Dialyzer will infer atom() for the argument type because large type unions are broadened to make the various type unifications happen in a reasonable time, if I understand this correctly.

This kind of validates what I said about types being used to reject sure-to-fail calls.

At least that's how I see success typing as opposed to more traditional type systems.

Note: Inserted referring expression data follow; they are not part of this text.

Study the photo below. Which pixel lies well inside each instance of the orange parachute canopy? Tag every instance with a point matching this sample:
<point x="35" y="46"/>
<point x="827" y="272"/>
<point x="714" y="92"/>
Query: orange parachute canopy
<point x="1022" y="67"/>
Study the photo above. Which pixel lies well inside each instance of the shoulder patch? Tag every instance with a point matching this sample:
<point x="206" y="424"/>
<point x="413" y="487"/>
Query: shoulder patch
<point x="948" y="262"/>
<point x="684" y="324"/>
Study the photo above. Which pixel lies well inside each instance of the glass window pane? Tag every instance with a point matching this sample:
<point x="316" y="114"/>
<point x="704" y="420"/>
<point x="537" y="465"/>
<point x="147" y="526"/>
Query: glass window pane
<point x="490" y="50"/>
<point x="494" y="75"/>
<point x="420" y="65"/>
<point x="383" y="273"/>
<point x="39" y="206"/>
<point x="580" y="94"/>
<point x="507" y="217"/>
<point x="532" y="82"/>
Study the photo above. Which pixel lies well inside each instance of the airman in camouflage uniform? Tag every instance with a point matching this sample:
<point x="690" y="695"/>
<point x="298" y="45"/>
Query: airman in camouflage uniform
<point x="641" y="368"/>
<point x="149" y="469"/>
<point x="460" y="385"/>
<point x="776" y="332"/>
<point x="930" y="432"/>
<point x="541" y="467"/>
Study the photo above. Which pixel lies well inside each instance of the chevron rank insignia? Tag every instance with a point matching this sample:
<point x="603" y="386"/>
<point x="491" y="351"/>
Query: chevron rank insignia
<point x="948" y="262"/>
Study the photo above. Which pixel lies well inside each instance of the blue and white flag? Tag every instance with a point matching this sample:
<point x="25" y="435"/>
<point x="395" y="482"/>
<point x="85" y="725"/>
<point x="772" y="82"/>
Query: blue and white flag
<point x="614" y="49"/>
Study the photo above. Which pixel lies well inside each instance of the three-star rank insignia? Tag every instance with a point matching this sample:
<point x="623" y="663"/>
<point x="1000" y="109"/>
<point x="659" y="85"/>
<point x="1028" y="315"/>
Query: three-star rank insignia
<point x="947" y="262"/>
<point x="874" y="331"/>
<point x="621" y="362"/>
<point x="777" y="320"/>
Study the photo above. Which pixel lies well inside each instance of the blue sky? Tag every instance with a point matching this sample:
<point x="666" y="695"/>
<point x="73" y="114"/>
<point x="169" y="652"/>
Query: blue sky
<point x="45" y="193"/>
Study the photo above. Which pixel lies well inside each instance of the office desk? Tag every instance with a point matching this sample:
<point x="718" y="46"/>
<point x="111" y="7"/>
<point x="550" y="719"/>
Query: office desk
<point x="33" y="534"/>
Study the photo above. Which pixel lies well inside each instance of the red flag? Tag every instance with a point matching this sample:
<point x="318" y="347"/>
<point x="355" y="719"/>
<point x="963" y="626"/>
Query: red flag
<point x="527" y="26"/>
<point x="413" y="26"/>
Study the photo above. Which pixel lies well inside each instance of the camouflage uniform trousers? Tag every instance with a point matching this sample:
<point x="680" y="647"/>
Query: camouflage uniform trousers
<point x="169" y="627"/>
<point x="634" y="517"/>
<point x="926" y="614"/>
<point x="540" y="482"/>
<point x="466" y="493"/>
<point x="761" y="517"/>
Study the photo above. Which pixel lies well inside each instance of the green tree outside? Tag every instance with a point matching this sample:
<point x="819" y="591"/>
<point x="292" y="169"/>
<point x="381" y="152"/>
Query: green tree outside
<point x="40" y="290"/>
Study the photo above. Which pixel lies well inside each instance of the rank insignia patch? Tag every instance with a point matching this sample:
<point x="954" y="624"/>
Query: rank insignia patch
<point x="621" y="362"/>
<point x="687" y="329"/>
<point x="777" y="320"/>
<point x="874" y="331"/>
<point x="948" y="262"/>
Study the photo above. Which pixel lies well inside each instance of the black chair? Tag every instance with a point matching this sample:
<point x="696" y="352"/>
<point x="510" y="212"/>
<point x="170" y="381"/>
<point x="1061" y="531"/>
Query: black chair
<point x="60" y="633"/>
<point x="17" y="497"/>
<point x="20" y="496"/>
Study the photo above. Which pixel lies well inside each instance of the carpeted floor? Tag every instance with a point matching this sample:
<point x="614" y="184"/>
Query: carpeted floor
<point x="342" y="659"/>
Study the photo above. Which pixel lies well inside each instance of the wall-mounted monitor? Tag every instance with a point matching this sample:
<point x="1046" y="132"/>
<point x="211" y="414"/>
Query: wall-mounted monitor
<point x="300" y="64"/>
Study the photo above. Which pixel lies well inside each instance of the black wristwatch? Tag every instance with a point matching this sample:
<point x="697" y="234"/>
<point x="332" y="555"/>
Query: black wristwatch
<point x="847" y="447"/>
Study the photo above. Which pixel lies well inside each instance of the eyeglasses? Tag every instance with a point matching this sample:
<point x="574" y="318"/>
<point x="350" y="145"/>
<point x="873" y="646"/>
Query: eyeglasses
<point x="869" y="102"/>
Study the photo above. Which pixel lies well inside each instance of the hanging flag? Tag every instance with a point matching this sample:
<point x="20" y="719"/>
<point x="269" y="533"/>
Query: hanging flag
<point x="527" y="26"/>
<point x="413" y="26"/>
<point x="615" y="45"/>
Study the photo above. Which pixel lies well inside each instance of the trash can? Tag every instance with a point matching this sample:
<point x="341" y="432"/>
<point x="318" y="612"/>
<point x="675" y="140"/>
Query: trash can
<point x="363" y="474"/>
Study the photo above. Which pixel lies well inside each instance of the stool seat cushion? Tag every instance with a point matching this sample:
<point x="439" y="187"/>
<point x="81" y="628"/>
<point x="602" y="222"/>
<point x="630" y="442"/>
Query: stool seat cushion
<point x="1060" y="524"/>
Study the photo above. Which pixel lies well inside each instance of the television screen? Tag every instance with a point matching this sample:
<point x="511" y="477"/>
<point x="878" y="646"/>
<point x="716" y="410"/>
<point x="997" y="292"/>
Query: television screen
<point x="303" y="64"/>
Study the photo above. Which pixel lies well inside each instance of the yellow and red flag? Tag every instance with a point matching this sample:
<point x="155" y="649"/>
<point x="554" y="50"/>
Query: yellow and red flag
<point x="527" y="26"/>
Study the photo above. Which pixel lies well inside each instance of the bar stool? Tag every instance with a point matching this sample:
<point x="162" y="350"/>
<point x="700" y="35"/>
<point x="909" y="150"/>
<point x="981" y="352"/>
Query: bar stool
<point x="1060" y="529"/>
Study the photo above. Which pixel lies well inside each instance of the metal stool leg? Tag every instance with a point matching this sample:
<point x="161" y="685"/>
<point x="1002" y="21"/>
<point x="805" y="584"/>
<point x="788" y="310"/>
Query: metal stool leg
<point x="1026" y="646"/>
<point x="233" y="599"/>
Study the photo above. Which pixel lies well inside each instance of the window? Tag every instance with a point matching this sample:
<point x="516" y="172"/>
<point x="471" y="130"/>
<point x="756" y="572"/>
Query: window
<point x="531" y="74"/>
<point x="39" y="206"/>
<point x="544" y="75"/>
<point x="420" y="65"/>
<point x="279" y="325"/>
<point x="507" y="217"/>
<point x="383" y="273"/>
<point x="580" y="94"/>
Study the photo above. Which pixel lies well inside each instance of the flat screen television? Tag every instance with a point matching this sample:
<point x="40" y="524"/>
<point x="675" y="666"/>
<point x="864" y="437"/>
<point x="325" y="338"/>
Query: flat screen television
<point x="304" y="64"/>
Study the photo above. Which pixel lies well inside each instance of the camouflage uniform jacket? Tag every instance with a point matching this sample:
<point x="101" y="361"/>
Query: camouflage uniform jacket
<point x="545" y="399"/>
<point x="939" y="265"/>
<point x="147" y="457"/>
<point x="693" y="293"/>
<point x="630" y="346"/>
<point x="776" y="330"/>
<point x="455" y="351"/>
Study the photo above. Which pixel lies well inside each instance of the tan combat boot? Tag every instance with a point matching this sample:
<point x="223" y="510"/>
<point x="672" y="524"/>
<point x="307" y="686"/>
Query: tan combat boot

I may be completely wrong.

-- 
Anthony Ramine

> Le 30 oct. 2013 à 17:07, "Chris King" <colanderman@REDACTED> a écrit :
> 
>> On Wed, 30 Oct 2013 11:36:12 -0400, Anthony Ramine <n.oxyde@REDACTED> wrote:
>> 
>> In the foo/1 spec, the binary() doesn’t mean that foo/1 handles *all* binaries, it means that if you give something that is not a binary(), the call is guaranteed to fail.
> 
> Mm, the Erlang reference manual is unclear about the correct interpretation.  Dialyzer's interpretation differs with the -Wunderspecs flag:
> 
> $ cat > foo.erl
> -module(foo).
> -export([bar/1]).
> -spec bar(integer()) -> ok.
> bar(42) -> ok.
> 
> $ dialyzer foo.erl
> done (passed successfully)
> 
> $ dialyzer -Wunderspecs foo.erl
> foo.erl:3: Type specification foo:bar(integer()) -> 'ok' is a supertype of the success typing: foo:bar(42) -> 'ok'
> done (warnings were emitted)
> 
> The latter is more useful to me – I would like to know from the spec that a function can handle certain inputs (or, in the case of a heterogeneous map, will produce certain outputs).  Knowing that "the function will return this type or crash" is less useful.
> 
> (And the benefit from this interpretation – knowing that given certain inputs, the function will *definitely* crash, is not generally useful (and I have used languages where this is expressible).  I realize that internally this is how Dialyzer works, but that does not mean the type language must work his way.)
> 
> Without a firm definition, it's not possible to say how function specs "should" be interpreted.
> 
> 
> FWIW Dialyzer *can* (with -Wunderspecs) check the heterogeneous map type-analogous case of a function returning a function.  (i.e. it can check that the returned function accepts at *least* the specified values; just as with a heterogeneous map, we care whether it contains at *least* the specified keys.)
> 
> 
>> PS: Your MUA sends rich text in 12px.
> 
> *checks settings* Ah, it was set to "prefer text/reply with same formatting".  Fixed, thanks.